Shirley smiled faintly at his almost boyish earnestness, but she shook her head.

"You are too much of a reformer, too much of a crank—no, I'm sorry to tell you so, but in my inmost soul I believe you will fail. You're built that way! I don't know why, but men of influence have weighed you in the balance and found you wanting. William Murgatroyd, politically you're dead—that's what they tell me. There's no future for you; you have ruthlessly antagonised every valuable interest needlessly. That's not success!"

Murgatroyd's face paled; his hand trembled as he raised it in protest.

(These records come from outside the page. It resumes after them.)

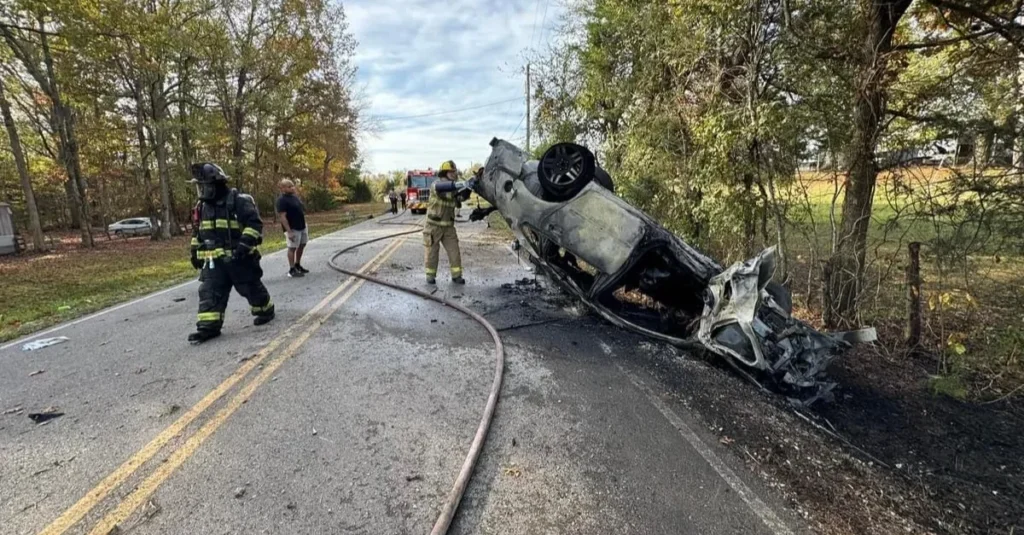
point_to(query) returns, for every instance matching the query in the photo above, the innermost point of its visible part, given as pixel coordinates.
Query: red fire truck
(418, 189)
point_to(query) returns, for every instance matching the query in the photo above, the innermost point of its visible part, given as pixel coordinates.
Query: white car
(133, 227)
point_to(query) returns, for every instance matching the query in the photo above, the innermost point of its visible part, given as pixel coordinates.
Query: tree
(28, 35)
(23, 170)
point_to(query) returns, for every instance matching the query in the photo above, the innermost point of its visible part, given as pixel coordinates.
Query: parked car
(637, 275)
(133, 227)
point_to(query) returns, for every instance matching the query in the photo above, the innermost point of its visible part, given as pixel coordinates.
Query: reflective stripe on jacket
(440, 208)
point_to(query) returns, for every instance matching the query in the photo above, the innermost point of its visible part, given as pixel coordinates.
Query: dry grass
(974, 304)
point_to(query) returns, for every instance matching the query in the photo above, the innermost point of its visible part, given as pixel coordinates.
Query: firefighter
(439, 228)
(226, 229)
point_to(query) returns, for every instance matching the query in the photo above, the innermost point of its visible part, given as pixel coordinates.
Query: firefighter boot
(203, 335)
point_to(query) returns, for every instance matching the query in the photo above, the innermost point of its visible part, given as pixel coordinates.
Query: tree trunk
(158, 113)
(74, 211)
(913, 296)
(142, 171)
(846, 266)
(23, 172)
(64, 117)
(983, 146)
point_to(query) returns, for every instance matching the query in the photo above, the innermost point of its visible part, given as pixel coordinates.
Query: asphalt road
(352, 413)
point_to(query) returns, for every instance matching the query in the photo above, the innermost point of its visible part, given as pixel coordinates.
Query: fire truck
(418, 189)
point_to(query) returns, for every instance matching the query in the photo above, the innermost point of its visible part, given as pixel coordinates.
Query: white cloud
(424, 56)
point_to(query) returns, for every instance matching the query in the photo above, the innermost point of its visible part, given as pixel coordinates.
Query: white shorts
(297, 238)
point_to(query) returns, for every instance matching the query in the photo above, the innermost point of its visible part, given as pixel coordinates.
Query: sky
(425, 56)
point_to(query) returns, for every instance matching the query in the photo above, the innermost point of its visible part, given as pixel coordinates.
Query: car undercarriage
(639, 276)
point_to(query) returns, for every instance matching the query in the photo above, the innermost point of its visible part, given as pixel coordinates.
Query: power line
(532, 33)
(450, 111)
(521, 119)
(544, 30)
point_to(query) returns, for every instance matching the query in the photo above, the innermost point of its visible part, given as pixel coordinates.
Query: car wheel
(565, 169)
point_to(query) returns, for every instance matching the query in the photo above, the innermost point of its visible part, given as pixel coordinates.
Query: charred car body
(639, 276)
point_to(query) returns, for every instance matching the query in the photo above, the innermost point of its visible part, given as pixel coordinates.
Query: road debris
(512, 471)
(171, 410)
(45, 415)
(43, 342)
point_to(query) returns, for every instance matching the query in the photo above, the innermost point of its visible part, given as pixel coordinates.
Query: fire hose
(455, 496)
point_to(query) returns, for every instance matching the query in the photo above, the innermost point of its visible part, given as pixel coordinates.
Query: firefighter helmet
(208, 173)
(210, 180)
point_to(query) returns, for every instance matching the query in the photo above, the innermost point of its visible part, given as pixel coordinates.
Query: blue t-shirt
(292, 207)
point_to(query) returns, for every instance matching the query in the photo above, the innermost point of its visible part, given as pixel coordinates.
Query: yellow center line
(98, 493)
(166, 468)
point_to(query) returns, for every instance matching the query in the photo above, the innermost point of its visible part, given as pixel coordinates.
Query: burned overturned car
(639, 276)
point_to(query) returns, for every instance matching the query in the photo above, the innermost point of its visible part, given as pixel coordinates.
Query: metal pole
(527, 108)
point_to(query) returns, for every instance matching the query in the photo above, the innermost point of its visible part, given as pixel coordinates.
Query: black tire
(564, 170)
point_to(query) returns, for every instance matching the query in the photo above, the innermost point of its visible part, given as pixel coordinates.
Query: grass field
(973, 282)
(39, 290)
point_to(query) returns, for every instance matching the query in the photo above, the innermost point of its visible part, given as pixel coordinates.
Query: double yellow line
(305, 327)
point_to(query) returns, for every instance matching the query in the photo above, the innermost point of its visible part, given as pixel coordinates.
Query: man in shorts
(292, 215)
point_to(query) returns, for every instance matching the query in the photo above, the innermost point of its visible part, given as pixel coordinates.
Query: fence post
(913, 296)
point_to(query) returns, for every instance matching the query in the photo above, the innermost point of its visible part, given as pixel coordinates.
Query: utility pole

"But the people—the people believe in me?"

Shirley smiled again in spite of herself.

"You haven't an ounce of diplomacy in your whole body!"

"Not if you call obeying orders from Peter Broderick, diplomacy."

Still the girl was merciless.

"You hit from the shoulder wildly; it lands on and hurts your opponent, but it kills you. You're only honest, Billy, nothing else."

Murgatroyd swung about nervously and glanced out of the window as he cried:—

"Only honest! Doesn't that count with you—doesn't it signify?"

"It's easy enough to be honest, but it is great to make your honesty save and not destroy you. To get these men behind you instead of opposed to you; to make your organisation do what you want it to do; to rise upon its shoulders because you make it lift you up—Ah!..."

"But, Shirley," interposed Murgatroyd, "can't you see that the man who stands up for a principle cannot fail?"

"What have you done so far?" she kept on persistently. "You're prosecutor of the pleas, your first, last and only office. Am I right?"

"I'm afraid you are," he answered dully. "In a way what you say is the truth. Politically I shall die—" Murgatroyd shuddered as he spoke—"unless I can force this issue to a finish while my office lasts."

"And then?" Her manner in putting the question nettled him.

"Well, then I suppose I shall live and die poor. But at least I shall die honest," he added.

Shirley shifted her mode of attack.

"Look at Mr. Thorne!"

"Ah, itisThorne, then."

"A while ago I told you it was not Mr. Thorne." She paused a moment and then, as if speaking to herself, said: "But some day I shall meet the man I'm looking for—some day——"

"When you do, Shirley Bloodgood," he was quick to remind her, "it's an even chance that he won't care for you."

Shirley lost no time in retorting:—

"It's a chance I'm going to take! I can love," she went on wistfully, "yes," and then blushing, added very tenderly: "I am laying my soul bare to you, William Murgatroyd, because I believe somehow that you have a right to see it. Again I repeat: Look at Mr. Thorne!—a prospective United States senator!"

"You admire him?"

"He succeeds."

"Do you know why it may be possible for him to get the nomination for senator? Have you any idea, young woman, what it costs in this State to be chosen senator?"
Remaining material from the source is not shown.